The New Normal and Work from Home Injuries
The worldwide COVID-19 pandemic has radically altered how many Americans work. Many businesses have shifted to work-from-home arrangements for their employees whenever possible. The move toward remote work has several implications for workers’ compensation and workplace injuries.
Employers should note that even if an employee is working at home, the employee is able to sustain a work injury and make a claim the same as if they were working in the employer’s premises. It is not the employer’s control of the workplace that matters but the control of the employee that governs whether someone sustains a work injury for purposes of the Pennsylvania Workers’ Compensation Act.
The most basic element of workers’ compensation law is that compensable work injuries must be sustained in the course and scope of employment. Under Pennsylvania’s law there are two general situations that place an employee in the course and scope. The first is when the employee is engaged in furthering the employer’s business. This can be both on and off the employer’s premises. The second is when , despite not engaged in furthering the business of the employer, the employees is required to be present at the employer’s premises by the job and sustains an injury through a condition of the premises or by operation of the employer’s business there. Both situations can be found in work-from-home situations.
An employee injured while actively working at home is covered by the Act and has sustained a compensable work injury. If the employee is actively furthering the job, he or she is within the scope of employment, regardless of location. WCAB (Slaugenhapt) v. United States Steel Corp., 376 A.2d 271, 273 (Pa.Cmwlth. 1977).

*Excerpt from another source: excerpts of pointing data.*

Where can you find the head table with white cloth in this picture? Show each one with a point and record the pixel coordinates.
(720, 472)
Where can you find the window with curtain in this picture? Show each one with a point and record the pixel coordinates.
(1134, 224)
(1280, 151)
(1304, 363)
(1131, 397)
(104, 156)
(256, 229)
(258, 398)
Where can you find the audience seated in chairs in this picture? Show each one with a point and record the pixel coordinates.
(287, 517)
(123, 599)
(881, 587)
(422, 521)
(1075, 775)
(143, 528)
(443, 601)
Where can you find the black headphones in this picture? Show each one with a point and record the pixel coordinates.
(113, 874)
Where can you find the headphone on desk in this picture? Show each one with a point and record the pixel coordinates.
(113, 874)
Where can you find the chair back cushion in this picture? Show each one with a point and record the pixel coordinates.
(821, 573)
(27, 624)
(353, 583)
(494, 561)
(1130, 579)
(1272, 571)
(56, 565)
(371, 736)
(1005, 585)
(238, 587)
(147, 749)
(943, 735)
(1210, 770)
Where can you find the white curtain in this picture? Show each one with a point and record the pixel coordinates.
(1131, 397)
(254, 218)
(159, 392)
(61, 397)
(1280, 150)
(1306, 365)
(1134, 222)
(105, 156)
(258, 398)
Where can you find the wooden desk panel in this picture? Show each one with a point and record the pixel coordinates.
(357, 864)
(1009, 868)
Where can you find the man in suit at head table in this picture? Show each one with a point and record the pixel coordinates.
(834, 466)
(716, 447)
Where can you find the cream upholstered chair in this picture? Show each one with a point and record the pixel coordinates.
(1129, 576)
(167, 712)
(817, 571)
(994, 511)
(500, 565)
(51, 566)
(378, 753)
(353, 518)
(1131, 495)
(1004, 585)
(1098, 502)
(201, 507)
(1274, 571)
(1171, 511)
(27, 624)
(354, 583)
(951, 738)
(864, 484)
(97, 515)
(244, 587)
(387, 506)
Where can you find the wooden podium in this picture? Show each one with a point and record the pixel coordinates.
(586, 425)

This is true even if the employee takes a momentary break from work to attend to personal needs, under what is termed the “personal comfort doctrine.” A short break to eat food, use the toilet or attend some other personal errand does not pull the home-working employee out of the scope of their employment. In the case of Verizon Pennsylvania, Inc. v. WCAB (Alston), 900 A.2d 440 (Pa.Cmwlth. 2006), the employee, who was working from a home office, received a telephone call from her boss while getting a drink in her kitchen. The employee was returning to the office to take the call when she fell down a flight of stairs, sustaining an injury. The Commonwealth Court found that the injury was within the course and scope of the employee’s employment, as she was on a work call and thus furthering the employer’s business at the moment of the fall. Id.
However, the personal comfort doctrine is broader the facts of Alston in that the employee does not need to be furthering the employer’s business at the moment of injury. Courts have found employees within the course and scope of employment when going outside to get lunch, US Airways v. WCAB (Dixon), 764 A.2d 635 (Pa.Cmwlth. 2000); an employee returning to a home office from an appointment, Jones v. WCAB (Rehabilitation Coordinators, Inc.), 489 A.2d 1006 (Pa.Cmwlth. 1985); and a police officer cleaning his weapon at home, City of Harrisburg v. WCAB (Gebhart), 616 A.2d 1369 (Pa. 1992). Each case may be somewhat fact-specific but as long as the activity does not stray far from the normal job duties and can be seen as furthering the employer’s business in some way, the employee will be found in the course and scope of employment.